Responding to your call out about the Chrysler Centura and, yes, it was certainly much faster than any six-cylinder Ford Cortina or Holden Torana of the mid to late 70s.
My 1976 Centura GL was fitted with the 245 cubicinch high-compression motor coupled with the four-speed Borg Warner manual transmission and the combination was strong and reliable. I attribute this purchase to a review by Steve Cropley in Wheels in 1977.
Another benefit of the Centura was that it had the front calipers/rotors from the heavier Valiant of the day with finned rear drums and the addition of a rear-axle actuated brake proportioning valve, which could be adjusted to eliminate rear wheel lockup, at least in the dry. I never had any brake fade and you could wipe off good speed when required, so much better than Mum’s HQ 253 V8 Premier wagon that had both brake fade and rear lock-up; well at least when I drove it, but Mum never knew that!
When I bought it in 1978 with 25,000km on board, it appeared to have had an easy life and didn’t feel that it was run-in. In fact, it didn’t like to rev past 4000 rpm let alone kiss the redline at 5000. With 40 km/h per 1,000 rpm in fourth gear the car was quick up to 4000rpm and 160 km/h.
As the head had the ‘big valves’ common to the E49 I sought to liberate that last 1000rpm and fitted a freeflow two-and-a-half inch exhaust system and it was a successful enhancement for both performance and sound inside and out. With another 1000 rpm the car would now sprint to 180 km/h, but it then hit an
aerodynamic wall and you needed a lot of road to squeeze it out to 200 km/h and redline. The biggest improvement however was not from that last 1000 rpm but from the lift in torque from idle to 4000rpm which with a weight of only 1,145 kg provided very competitive acceleration in third and fourth with first and second spoilt by lack of traction from the 2.72:1 open differential and 195/70R14 tyres of the day.
Today my garage has a 2013 VF Holden Commodore SS-V Redline and a 2002 Mazda MX-5 SP and it is the latter that reminds me most of the Centura. In a straight line at least, as I reckon that the SP’s 158 kW and 289 Nm would be close to what the Centura produced with the better exhaust. And the Redline reminds me of what we all lose in 2017 with the demise of our Australian car manufacturing industry.

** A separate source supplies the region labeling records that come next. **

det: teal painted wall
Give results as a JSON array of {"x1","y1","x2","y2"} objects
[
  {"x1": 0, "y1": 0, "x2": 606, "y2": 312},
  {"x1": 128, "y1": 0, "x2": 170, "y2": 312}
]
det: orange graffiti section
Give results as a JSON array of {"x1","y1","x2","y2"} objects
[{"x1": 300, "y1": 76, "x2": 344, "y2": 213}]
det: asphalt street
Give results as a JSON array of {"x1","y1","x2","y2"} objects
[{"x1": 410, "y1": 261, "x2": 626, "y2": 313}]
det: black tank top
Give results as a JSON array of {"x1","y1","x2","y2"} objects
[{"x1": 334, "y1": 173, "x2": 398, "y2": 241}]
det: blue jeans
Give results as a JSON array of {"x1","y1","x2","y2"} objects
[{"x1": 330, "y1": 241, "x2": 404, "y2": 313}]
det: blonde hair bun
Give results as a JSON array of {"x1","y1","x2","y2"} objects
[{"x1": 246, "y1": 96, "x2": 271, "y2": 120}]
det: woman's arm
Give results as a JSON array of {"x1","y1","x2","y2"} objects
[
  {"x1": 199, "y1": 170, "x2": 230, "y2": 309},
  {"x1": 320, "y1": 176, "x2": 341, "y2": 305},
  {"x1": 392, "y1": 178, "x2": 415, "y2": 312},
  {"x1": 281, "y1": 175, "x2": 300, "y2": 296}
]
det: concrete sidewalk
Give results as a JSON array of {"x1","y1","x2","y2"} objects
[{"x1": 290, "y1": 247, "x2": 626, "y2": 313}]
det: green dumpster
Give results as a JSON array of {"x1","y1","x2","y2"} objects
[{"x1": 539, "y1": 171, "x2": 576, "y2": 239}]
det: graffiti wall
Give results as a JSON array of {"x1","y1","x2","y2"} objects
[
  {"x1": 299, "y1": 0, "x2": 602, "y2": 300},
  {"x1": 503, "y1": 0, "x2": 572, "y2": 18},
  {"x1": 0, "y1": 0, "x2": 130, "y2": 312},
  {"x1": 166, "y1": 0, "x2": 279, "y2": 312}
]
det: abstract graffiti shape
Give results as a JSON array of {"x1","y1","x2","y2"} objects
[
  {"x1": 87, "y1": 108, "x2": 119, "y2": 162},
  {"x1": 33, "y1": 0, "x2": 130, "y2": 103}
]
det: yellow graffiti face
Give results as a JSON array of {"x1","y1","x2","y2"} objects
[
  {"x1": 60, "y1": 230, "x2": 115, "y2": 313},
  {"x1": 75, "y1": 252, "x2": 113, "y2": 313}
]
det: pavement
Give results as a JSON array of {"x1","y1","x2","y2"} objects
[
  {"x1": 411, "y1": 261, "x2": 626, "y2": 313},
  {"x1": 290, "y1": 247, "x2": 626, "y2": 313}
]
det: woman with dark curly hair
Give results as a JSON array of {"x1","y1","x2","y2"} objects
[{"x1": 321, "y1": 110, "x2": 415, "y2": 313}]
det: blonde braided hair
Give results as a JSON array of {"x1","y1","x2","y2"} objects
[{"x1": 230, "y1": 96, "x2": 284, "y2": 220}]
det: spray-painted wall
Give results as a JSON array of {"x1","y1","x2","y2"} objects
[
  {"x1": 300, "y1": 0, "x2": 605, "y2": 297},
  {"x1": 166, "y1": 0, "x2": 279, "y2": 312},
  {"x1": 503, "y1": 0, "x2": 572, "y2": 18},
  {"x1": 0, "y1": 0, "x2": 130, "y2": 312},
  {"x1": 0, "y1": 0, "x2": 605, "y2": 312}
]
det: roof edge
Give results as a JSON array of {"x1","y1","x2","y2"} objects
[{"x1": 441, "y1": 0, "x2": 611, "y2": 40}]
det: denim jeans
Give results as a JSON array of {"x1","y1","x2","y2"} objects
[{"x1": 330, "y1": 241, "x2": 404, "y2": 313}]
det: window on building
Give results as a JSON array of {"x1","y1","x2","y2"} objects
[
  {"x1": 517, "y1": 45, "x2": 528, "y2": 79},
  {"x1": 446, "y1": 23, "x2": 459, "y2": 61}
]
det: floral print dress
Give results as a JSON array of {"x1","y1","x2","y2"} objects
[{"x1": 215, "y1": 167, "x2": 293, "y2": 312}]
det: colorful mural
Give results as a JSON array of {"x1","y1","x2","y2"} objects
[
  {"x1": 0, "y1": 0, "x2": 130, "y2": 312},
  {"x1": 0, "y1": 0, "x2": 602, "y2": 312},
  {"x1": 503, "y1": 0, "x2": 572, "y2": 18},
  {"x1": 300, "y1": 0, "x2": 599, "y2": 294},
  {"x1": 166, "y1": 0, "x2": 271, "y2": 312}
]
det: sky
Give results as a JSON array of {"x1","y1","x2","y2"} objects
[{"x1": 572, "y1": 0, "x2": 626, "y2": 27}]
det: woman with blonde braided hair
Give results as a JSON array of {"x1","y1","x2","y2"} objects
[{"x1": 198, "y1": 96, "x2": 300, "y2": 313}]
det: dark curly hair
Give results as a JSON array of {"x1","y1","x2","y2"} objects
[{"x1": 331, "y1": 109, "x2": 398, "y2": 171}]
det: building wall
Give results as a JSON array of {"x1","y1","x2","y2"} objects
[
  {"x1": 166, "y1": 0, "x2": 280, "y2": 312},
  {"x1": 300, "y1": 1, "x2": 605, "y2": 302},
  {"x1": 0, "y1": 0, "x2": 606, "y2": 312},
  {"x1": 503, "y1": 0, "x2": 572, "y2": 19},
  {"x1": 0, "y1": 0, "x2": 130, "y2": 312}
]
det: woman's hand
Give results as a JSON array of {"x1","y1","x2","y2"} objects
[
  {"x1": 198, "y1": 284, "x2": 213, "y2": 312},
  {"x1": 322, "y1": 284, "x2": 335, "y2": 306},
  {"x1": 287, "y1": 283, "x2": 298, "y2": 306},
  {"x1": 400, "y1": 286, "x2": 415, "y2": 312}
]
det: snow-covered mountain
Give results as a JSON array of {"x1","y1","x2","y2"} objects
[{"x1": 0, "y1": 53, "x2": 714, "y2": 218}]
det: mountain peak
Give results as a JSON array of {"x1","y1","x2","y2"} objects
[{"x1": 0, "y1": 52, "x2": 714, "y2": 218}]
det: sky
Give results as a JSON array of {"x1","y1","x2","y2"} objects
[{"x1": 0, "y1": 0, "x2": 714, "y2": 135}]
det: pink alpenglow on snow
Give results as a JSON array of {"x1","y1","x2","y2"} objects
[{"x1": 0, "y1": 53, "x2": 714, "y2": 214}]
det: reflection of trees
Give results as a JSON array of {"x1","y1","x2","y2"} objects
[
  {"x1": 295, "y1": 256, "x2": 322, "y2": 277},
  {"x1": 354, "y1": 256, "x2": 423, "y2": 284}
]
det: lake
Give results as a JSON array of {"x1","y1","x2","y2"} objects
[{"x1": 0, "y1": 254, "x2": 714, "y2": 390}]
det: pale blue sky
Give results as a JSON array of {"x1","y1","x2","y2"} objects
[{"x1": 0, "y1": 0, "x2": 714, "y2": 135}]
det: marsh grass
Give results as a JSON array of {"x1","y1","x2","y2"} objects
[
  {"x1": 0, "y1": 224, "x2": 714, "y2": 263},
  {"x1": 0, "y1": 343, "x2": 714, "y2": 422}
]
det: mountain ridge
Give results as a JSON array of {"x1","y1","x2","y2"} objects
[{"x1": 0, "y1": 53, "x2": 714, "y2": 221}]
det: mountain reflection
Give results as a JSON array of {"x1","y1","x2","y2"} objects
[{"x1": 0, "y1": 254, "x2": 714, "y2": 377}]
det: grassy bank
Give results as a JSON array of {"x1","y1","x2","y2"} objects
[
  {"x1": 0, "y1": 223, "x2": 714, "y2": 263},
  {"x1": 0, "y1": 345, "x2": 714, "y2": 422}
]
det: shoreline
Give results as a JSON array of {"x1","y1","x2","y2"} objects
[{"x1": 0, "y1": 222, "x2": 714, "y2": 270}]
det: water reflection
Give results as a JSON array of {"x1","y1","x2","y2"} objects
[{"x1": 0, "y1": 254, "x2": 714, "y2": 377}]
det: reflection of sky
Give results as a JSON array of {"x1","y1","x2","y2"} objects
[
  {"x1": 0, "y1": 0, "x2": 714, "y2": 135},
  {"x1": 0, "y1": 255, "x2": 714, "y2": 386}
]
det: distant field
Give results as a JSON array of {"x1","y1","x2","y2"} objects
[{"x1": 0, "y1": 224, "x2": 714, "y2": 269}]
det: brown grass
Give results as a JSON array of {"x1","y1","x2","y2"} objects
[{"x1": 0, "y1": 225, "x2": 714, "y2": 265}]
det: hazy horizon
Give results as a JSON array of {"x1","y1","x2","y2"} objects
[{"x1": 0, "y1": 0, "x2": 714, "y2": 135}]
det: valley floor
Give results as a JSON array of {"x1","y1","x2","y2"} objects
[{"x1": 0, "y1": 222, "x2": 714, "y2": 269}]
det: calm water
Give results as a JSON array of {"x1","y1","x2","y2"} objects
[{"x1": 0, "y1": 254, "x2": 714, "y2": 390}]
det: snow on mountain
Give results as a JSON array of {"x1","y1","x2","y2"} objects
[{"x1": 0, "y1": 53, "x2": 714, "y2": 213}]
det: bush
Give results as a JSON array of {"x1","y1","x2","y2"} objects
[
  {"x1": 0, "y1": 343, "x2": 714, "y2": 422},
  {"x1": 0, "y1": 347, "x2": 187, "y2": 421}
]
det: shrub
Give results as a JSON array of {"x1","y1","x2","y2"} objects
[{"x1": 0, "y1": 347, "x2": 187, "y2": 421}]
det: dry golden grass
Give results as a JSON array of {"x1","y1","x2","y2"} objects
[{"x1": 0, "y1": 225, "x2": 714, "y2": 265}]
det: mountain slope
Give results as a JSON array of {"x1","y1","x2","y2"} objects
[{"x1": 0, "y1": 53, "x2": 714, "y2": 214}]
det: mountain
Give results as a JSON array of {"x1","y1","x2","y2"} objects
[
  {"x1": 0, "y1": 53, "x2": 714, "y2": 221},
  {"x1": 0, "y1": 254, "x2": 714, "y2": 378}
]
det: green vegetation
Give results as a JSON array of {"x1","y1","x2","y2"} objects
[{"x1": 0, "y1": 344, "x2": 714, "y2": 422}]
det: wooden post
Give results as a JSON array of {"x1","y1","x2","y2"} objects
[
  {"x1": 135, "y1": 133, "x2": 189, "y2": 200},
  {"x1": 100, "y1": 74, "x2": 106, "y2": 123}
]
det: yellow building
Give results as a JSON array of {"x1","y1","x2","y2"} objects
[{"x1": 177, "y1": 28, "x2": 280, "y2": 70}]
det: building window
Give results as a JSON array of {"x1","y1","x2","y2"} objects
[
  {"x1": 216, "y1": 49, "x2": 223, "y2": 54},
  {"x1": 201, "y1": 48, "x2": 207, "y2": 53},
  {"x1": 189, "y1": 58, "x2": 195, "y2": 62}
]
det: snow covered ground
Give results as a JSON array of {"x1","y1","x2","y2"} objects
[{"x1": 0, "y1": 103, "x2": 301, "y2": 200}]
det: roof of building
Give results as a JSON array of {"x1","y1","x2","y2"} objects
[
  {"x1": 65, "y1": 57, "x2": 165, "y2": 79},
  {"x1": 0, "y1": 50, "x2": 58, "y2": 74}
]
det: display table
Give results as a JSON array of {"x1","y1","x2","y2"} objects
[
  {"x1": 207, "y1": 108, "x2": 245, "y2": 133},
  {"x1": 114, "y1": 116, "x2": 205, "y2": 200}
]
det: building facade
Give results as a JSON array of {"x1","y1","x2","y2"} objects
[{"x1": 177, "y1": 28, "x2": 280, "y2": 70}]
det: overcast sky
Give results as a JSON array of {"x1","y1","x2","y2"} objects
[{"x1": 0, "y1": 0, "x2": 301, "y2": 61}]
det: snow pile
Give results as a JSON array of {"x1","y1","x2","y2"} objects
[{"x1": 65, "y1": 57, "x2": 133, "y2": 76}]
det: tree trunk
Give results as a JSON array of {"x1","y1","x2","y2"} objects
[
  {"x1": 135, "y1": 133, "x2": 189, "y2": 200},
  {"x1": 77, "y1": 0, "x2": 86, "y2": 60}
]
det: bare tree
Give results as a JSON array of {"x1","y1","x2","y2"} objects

YEP, A Centura with a Hemi six was certainly a piece of work both in the day and even now, I’d venture.Yes, a modern hot-hatch these days would see it off in a straight line (and everywhere else) but the bottom-end torque of those big, dinosaur sixes was what made them special. Forget about a five-speed gearbox, you really didn’t need it. Hell, even the four-speed was borderline overkill.
Makes you wonder why the world and his dog is crazy for Toranas when the Chrysler alternative was so much faster than a 202-powered Trarna. And as for the Cortina… Even with (actually, especially with) the 250 cubic-inch six fitted, a TC Cortina had no sidestep to speak of, and while it was quick enough (or too quick, depending on how you look at it) it lacked the polish to make it a proper fast car.
By the way, I mentioned last issue a story I heard where the TC Cortina XL/E was fitted with the mandatory option of a vinyl roof to hide the fact that the imported turret needed to be hacked up and welded back together to fit the local bodies. Things is, fellow UC contributor Rob Blackbourn used to work for the blue oval back in the day and reckons he can’t recall that happening. But what he could remember was the P5 LTDs of the early 1970s which were fitted with stretched Falcon roofs that were sliced in two about where the B-pillars ran, then had a section of metal welded in to make them fit the longer wheelbase LTD. And those cars, says Blackbourn, were definitely fitted with a mandatory vinyl roof as a neat, cost-effective way to cover up the hatchet job on the turret. No wonder the buggers rusted.